The more I listen to it, the more it becomes my absolute favourite Laurent Veronnez production.
It just seems so, so simple, the melodies especially. When deconstructed to its core components, it just shouldn't work! Harmonically, it consists of mostly riffs, without much progression. The arpeggiated piano you could call a melody; the plucks have too simple a progression. Contrasted with that simplicity, the beautiful, beautiful pads in the background provide the only proper melody, and add the dreaminess and warmth to the entire track...
But there's the sound design, which gives it that depth, that mood, and makes the entire thing one of the most beautiful trance tracks ever. The arrangement is just spot on. Just calms down at a perfect time, in a perfect way, builds up when it should, how it should... Lulls you to sleep, then plays with your heart strings.
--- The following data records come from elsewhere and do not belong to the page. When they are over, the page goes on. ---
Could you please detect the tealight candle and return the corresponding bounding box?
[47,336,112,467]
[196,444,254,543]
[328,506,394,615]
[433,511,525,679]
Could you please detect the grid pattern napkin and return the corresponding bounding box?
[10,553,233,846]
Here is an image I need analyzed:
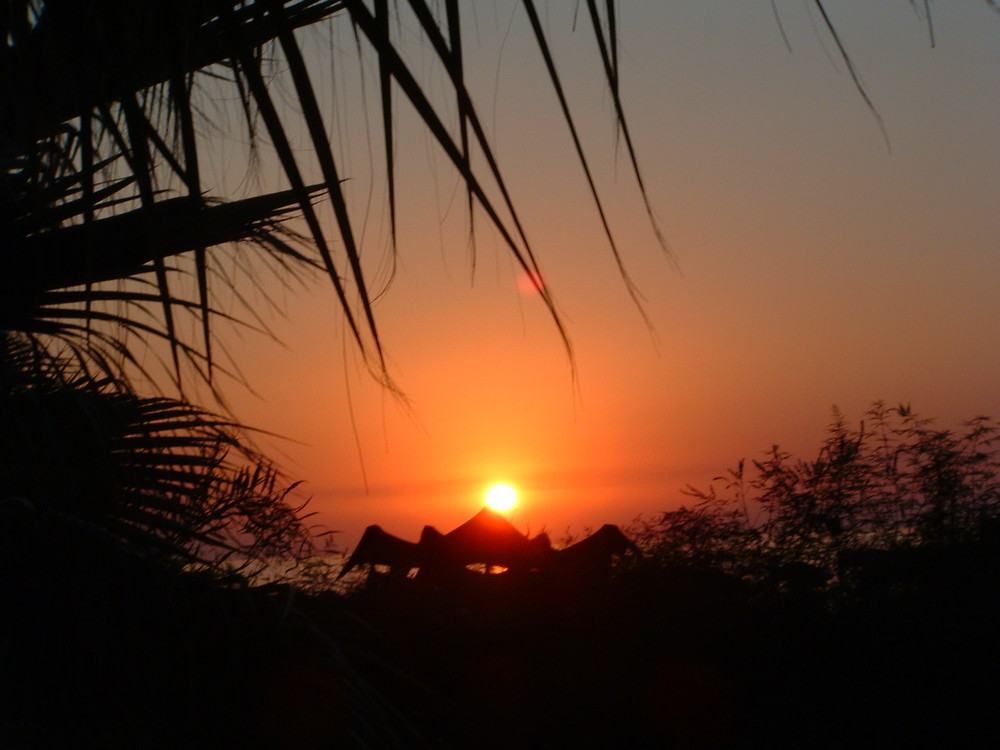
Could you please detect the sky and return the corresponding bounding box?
[211,0,1000,547]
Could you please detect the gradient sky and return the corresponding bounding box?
[213,0,1000,546]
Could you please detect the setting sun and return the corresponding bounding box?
[486,484,517,510]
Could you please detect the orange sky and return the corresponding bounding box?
[211,0,1000,545]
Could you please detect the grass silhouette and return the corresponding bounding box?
[9,404,1000,748]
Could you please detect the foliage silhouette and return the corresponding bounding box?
[634,402,1000,600]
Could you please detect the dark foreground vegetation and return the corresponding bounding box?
[0,405,1000,748]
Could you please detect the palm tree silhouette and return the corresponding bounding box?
[0,0,664,576]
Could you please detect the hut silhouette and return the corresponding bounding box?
[338,508,639,577]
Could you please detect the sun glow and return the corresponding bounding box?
[486,484,517,511]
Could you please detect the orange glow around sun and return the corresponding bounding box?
[486,484,517,511]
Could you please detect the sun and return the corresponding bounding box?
[486,484,517,510]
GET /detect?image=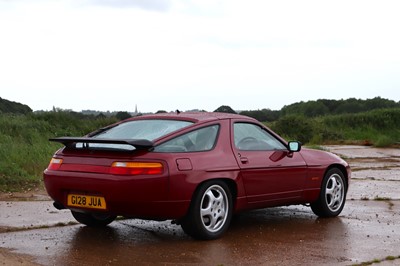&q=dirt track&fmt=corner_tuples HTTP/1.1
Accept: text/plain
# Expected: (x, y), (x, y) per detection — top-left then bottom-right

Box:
(0, 146), (400, 265)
FX? Doesn't need much. Those subtle mid-high-range filter sweeps add the sense of subtle, slow movement and a spacey undertone. Drums? As simple as possible, yet everything sounds very cohesive. Bassline? Just one. And it almost seems like a crossover between a bass, melodic sound and a percussion. Full of colour.
It just fits the title perfectly. Dreams and love.
And the more I think about it, Ladyblue is the direct follow-up to this one. Simple complexity, with a focus on sound design, beautiful pads in the background, and a seemingly complex arpeggiated melody. It's a bit less chaotic element-wise, and more focused, which is just a byproduct of its time. Maybe why I prefer Venus Of My Dreams is because it seems like it wasn't as planned, sort of spontaneous, but from the heart just as much, if not more. Venus Of My Dreams feels like Laurent expressed his raw emotions, whereas with Ladyblue it almost seems like he processed them before, if that makes sense (and if it's actually the case).